In terms of social network analysis, the the authors were able to show that “50% to 60% of the top 100 key-players [can be identified] when creating the networks based on one day of Streaming API data.” Aggregating more days’ worth of data “can increase the accuracy substantially. For network level measures, ﬁrst in-depth analysis revealed interesting correlation between network centralization indexes and the proportion of data covered by the Streaming API.”
Finally, study also compares the geolocation of tweets. More specifically, the authors assess how the “geographic distribution of the geolocated tweets is affected by the sampling performed by the Streaming API. The number of geotagged tweets is low, with only 16,739 geotagged tweets in the Streaming data (3.17%) and 18,579 in the Firehose data (1.45%).” Still, the authors find that “despite the difference in tweets collected on the whole we get 90.10% coverage of geotagged tweets.”

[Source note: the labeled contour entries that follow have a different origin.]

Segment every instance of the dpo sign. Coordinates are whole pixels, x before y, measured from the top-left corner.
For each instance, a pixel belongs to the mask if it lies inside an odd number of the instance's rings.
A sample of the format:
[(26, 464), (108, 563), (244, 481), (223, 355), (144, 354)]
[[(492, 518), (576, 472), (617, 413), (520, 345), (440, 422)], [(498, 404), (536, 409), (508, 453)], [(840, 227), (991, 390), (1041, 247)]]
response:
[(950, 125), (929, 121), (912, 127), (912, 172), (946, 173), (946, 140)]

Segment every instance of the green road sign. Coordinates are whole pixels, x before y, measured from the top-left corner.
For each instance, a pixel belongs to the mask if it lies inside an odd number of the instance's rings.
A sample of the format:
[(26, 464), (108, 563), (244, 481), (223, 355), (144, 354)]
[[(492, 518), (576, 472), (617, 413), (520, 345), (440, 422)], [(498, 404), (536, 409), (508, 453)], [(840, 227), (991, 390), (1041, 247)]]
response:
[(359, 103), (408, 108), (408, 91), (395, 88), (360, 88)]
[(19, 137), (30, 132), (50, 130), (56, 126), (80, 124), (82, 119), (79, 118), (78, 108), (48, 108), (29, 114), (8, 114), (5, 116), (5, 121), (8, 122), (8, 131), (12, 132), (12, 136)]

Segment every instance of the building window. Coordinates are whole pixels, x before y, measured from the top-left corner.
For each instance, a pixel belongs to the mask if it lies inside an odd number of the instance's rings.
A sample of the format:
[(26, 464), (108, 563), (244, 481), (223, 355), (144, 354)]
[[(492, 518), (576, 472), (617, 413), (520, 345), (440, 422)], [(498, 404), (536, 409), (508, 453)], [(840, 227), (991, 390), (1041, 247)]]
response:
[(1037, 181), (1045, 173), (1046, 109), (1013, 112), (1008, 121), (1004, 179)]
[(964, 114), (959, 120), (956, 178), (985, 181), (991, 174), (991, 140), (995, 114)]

In sum, the study finds that “the results of using the Streaming API depend strongly on the coverage and the type of analysis that the researcher wishes to perform. This leads to the next question concerning the estimation of how much data we actually get in a certain time period.” This is critical if researchers want to place their results into context and potentially apply statistical methods to account (and correct) for bias. The authors suggest that in some cases the Streaming API coverage can be estimated. In future research, they hope to “ﬁnd methods to compensate for the biases in the Streaming API to provide a more accurate picture of Twitter activity to researchers.” In particularly they want to “determine whether the methodology presented here will yield similar results for Twitter data collected from other domains, such as natural, protest & elections.”
The authors will present their paper at this year’s International Conference on Weblogs and Social Media (ICWSM). So I look forward to meeting them there to discuss related research we are carrying out at QCRI.